If you have a child that wears glasses, there may come a point in time where he would ask you if he could wear contacts. At that point, you may be wondering if it’s even possible for kids to wear contact lens in the first place. Aren’t they too young? Will they able to handle the added responsibilities of owning a pair? So many questions!
The good news is that A) you’re not alone, because a lot of parents from across the globe face this same conundrum and B) your eye doctor can give you the lowdown on everything and will be able to answer most, if not all of your questions about contact lens and your child. So, should your child ditch her glasses for a pair of contacts? If you feel your child can’t handle it yet, tell her to wait a little bit and buy her a pair of trendy designer sunglasses instead.
Yeah, I know. You thought I had all the answers, but the reality is it all depends on your child. You’ll get the same reply from your eye doctor for sure. Why? Because just like Elsa’s magical Frozen snowflakes, every child is different and unique in his or her own way. Every child’s case would also be unique, as there are a multitude of eye problems that children either develop or are born with.
It’s not really because of the child’s age either, because even infants and toddlers with congenital cataracts or myopia have to be fitted with contact lenses to treat the problem so they can lead better, more productive lives. Remember, contacts lenses are medical devices that are used to address some of the limitations of eyeglasses.
Whether your child is eligible for a pair largely dependent on their condition and if the doctor would prescribe it, so before heading to the clinic, sit down with your child and ask them why they want one. It could be a self-esteem issue, because children (especially teenagers) are very self conscious about how they look. Do a little subtle snooping.
Know your Child
When it comes to wearing contacts, you would know best if your child can be responsible enough to use it. Again, it’s not about age, but your child’s maturity. Does she take her responsibilities seriously, such as homework or house chores? Does he clean up after himself and clean his room? Does she practice good hygiene like washing her hands before and after meals or brushing her teeth before going to bed?

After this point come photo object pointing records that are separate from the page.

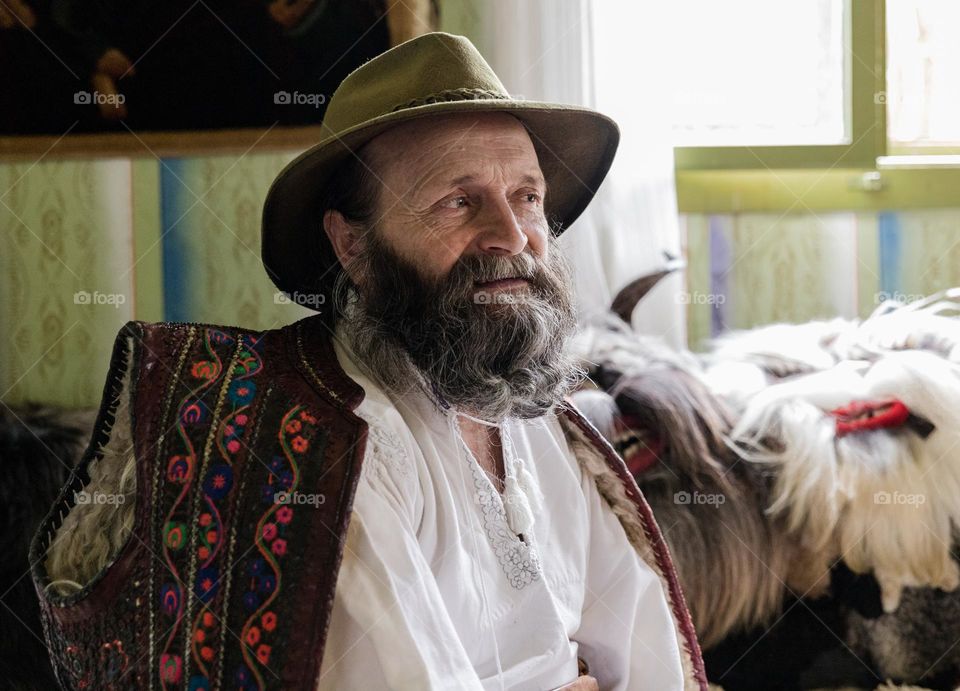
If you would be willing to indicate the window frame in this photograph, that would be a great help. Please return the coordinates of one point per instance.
(864, 174)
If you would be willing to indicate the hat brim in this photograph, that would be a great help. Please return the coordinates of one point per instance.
(575, 147)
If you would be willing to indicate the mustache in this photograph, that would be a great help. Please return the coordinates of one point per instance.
(486, 268)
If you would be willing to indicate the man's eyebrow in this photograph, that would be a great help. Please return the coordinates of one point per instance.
(527, 179)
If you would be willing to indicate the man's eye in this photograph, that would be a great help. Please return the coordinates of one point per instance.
(456, 202)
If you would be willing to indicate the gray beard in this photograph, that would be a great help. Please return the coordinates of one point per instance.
(505, 357)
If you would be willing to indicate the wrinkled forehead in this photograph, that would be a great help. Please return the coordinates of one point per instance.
(452, 144)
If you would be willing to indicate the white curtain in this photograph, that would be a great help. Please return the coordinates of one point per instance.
(611, 55)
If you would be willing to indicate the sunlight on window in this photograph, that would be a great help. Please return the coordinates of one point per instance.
(923, 61)
(755, 72)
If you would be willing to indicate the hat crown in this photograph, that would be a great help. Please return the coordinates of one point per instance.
(433, 67)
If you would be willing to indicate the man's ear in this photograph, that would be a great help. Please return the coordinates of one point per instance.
(346, 239)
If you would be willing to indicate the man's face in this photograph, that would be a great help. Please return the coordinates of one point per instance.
(460, 185)
(456, 278)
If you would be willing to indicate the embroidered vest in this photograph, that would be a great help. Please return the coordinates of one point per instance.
(226, 581)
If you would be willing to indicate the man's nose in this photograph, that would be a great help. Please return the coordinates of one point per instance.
(501, 231)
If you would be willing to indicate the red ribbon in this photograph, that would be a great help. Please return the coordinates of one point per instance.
(863, 416)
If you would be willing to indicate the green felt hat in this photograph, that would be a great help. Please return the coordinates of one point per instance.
(429, 75)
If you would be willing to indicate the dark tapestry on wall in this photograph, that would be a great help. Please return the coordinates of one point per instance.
(149, 65)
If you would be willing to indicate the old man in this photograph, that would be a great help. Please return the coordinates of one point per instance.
(393, 493)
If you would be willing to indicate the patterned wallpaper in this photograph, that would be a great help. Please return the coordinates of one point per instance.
(87, 245)
(751, 269)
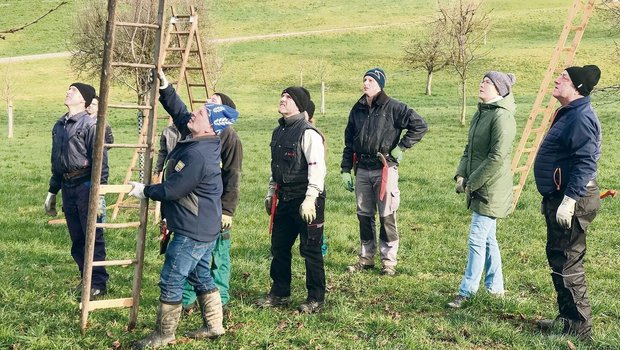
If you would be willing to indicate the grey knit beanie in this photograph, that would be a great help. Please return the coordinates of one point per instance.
(503, 81)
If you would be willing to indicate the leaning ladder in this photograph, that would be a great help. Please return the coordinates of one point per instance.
(541, 115)
(138, 261)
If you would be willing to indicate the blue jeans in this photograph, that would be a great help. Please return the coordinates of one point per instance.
(483, 254)
(186, 260)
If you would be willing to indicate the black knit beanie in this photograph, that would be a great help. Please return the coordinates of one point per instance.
(87, 91)
(226, 100)
(300, 96)
(584, 78)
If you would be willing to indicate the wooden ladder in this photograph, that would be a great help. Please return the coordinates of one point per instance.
(145, 145)
(543, 109)
(182, 37)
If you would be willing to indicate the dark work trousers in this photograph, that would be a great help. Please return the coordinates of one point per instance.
(566, 249)
(75, 207)
(286, 226)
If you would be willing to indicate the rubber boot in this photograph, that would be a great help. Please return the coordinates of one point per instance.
(212, 316)
(167, 320)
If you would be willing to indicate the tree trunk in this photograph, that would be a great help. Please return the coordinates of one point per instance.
(463, 101)
(322, 97)
(429, 81)
(10, 111)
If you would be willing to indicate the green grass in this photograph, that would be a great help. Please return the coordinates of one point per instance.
(364, 311)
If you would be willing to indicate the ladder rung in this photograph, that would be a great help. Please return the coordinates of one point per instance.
(171, 66)
(127, 145)
(107, 304)
(133, 65)
(103, 189)
(140, 25)
(118, 224)
(124, 205)
(129, 106)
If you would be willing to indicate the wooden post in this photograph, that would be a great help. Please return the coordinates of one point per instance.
(322, 97)
(10, 111)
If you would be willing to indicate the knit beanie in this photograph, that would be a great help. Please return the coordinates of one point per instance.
(503, 81)
(378, 75)
(584, 78)
(310, 109)
(226, 100)
(87, 91)
(221, 116)
(300, 96)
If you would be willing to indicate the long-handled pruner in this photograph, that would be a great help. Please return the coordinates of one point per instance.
(274, 202)
(384, 174)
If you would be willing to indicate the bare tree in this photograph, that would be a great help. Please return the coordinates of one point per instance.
(430, 52)
(466, 25)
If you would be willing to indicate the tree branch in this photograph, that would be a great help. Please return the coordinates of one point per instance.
(13, 30)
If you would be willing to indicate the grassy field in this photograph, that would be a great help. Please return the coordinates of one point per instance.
(364, 311)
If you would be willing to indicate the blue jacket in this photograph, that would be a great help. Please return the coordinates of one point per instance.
(568, 156)
(73, 142)
(191, 190)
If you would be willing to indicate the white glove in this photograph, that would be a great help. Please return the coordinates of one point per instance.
(137, 190)
(564, 215)
(50, 204)
(163, 82)
(460, 184)
(226, 222)
(307, 209)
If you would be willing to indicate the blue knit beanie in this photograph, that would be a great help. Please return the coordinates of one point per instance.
(378, 75)
(221, 116)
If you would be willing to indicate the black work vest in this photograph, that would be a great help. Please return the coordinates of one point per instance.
(289, 166)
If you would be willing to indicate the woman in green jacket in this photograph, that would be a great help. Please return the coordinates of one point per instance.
(485, 177)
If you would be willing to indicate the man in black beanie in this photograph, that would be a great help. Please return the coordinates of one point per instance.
(565, 172)
(297, 187)
(73, 143)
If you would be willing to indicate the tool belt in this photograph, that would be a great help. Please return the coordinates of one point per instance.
(76, 174)
(371, 161)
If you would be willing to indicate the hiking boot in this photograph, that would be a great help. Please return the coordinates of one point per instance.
(272, 301)
(165, 327)
(358, 266)
(310, 306)
(212, 316)
(458, 302)
(388, 270)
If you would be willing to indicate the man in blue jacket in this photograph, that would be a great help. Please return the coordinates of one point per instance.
(565, 171)
(73, 143)
(190, 194)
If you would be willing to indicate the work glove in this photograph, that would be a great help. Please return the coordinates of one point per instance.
(137, 190)
(307, 209)
(460, 184)
(397, 153)
(564, 215)
(226, 221)
(347, 181)
(163, 82)
(50, 204)
(101, 207)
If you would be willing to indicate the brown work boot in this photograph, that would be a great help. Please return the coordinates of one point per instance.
(359, 266)
(167, 321)
(212, 316)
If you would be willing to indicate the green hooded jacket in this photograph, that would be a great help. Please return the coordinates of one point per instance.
(486, 160)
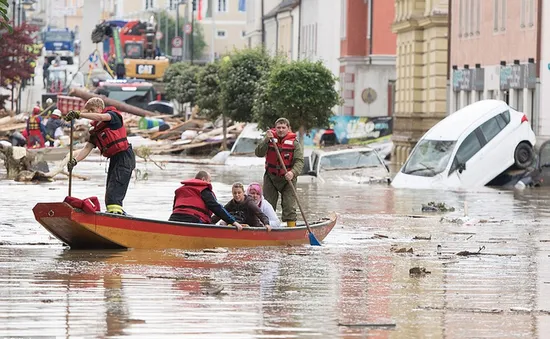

These factors are important to consider when your child asks you about contact lenses. If they aren’t mature enough to handle the responsibility of cleaning their contacts, removing them at night or even washing their hands before touching their eyes, you may have an eye infection waiting to happen. But, if your child is completely the opposite and is responsible, mature, can take advice and follow instructions to a T, then he or she is in the right direction and would be a suitable candidate for contact lenses.
According to the FDA, there was a study published in Pediatrics about children and the Emergency Room. The numbers speak for themselves: out of 70,000 children rushed to the ER, 13,500 or roughly one-fourth are cases related to injuries or complications related to contact lenses such as eye abrasions and infections. The reason is lack of proper hygiene and responsibility.
Let’s assume for a second that your child was prescribed a set of contacts, but he always forgets to clean them and gets eye infections all the time. What if your child lost her contacts at school or in the mall or is generally forgetful of where she places them. What then? Well, you can always tell them they can revert back to wearing their glasses. They can always go back to wearing contacts when the time is right. No harm done.
When it comes to our kids, we all want what’s best for them. As parents, we know them more than they know themselves and if you feel they can handle the responsibility of wearing contacts, go for it. If your child is active in sports, the more she needs a pair because they’re safer and provide better peripheral vision. But, if it’s purely for cosmetic reasons, it would be best to take him to the doctor for an assessment and let the doctor help you explain the pros and cons of wearing contacts. Finally, the decision should ultimately fall on you as a parent.